This article is from the February, 1910 issues of Mother's Magazine. Although we may not care so much for parlor rugs now days, the advice is still timely."Few women seriously consider the comparative importance of housekeeping and child training. Rightly considered, of course, there should be no antagonism between these two things. The house should be kept, and well-kept, for the sake of the children. But too often the house is planned with little or no regard to the children, and then the fate which overtakes most of the institutions of man overtakes the home. It becomes an end in itself, an idol of wood and stone, china and linen, in the worship of which many a woman yields up not only her first-born child, but all her children.
Many a woman who would be ashamed to feed her family on baker's bread is content to leave the education of her children to the teacher, their health to the doctor, their religious and moral training to the Sunday-school, and their daily care to the nurse. Not that any one of them deliberately plans this division of labor, but she puts the house first, and then finds that she has little or no time or strength left over for the children.
Marion Harland tells an instructive story of a country woman with whom she was boarding one summer. She was a capable, energetic woman, doing all her own work, and having several children to care for. One morning the two-year-old baby was sitting on the doorstep beneath Marion's windows, and she, listening, heard the following speech from the busy mother. She swooped down upon the baby, caught her up in her arms, kissed her hungrily, and cried out:
'Mother's going to have one or two kisses,
whatever happens!'
Marion, full of sympathy, wondered what stirring duty it was that kept the mother so far from her baby that she had to snatch up her chance for a kiss. She took the trouble to investigate, and discovered that it was lemon pies!
Now, of course, that woman had many really important duties. Some of them could not under any circumstances have been shirked. But the lemon pies could have been. Even with summer boarders, she could have served a simple fruit dessert and have had at least a half hour extra to spend with her children.
In our own houses it is not really the important and necessary things which keep us from giving the attentnion to our children which is demanded by their welfare and our own sense of duty. It is the luxuries.
It is the attempt to keep up with certain elegancies and refinements and daintiness--all of them very dear to the housewifely soul--which prevents us from being as good mothers as we are housewives. The start is made with our bridal finery. Our new home has in it so many beautiful pieces of furniture, so many gifts from friends which we feel we must treasure and make the most of, that we insensibly form the habit of being "careful about many things" before the first baby comes; and, as we have to work harder and harder with the coming of each of new child to protect these niceties, our carefulness becomes almost an obsession. Then it is that we get "house on the brain," that modern disease which drives so many women into sanitariums, and makes so many children half-orphaned during the greatest part of their existence. It is an easy disease to contract--as easy as taking cold--and it is hard to cure, because we have grown to love every sympton of it, and each effort to free us from our bondage causes us pain.

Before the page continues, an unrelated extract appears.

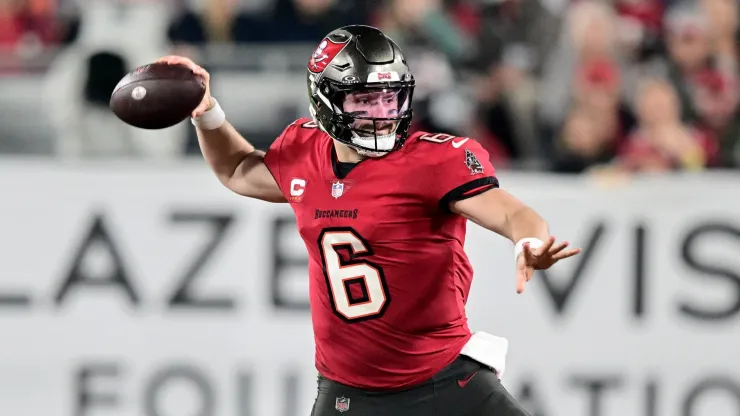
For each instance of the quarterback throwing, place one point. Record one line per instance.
(383, 216)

To sum up, it is better to keep your own soul clean than the parlor carpet. It is better to forego fresh curtains or have them "half done up," and give the baby his outing and cuddle. It is better to put out your washing, even though the clothes are ruined, and give a little unviviated attention to the children.
The fact is, our lives are taken up with so many things that there is little room in them for the life-spirit, and no woman is a true mother who allows the care of these material objects to crowd out the higher spiritual activities which make her truly a mother."
Very thought-provoking, isn't it? Nowadays, I think a mother's job, or keeping up with the Joneses could be substituted for housekeeping, don't you?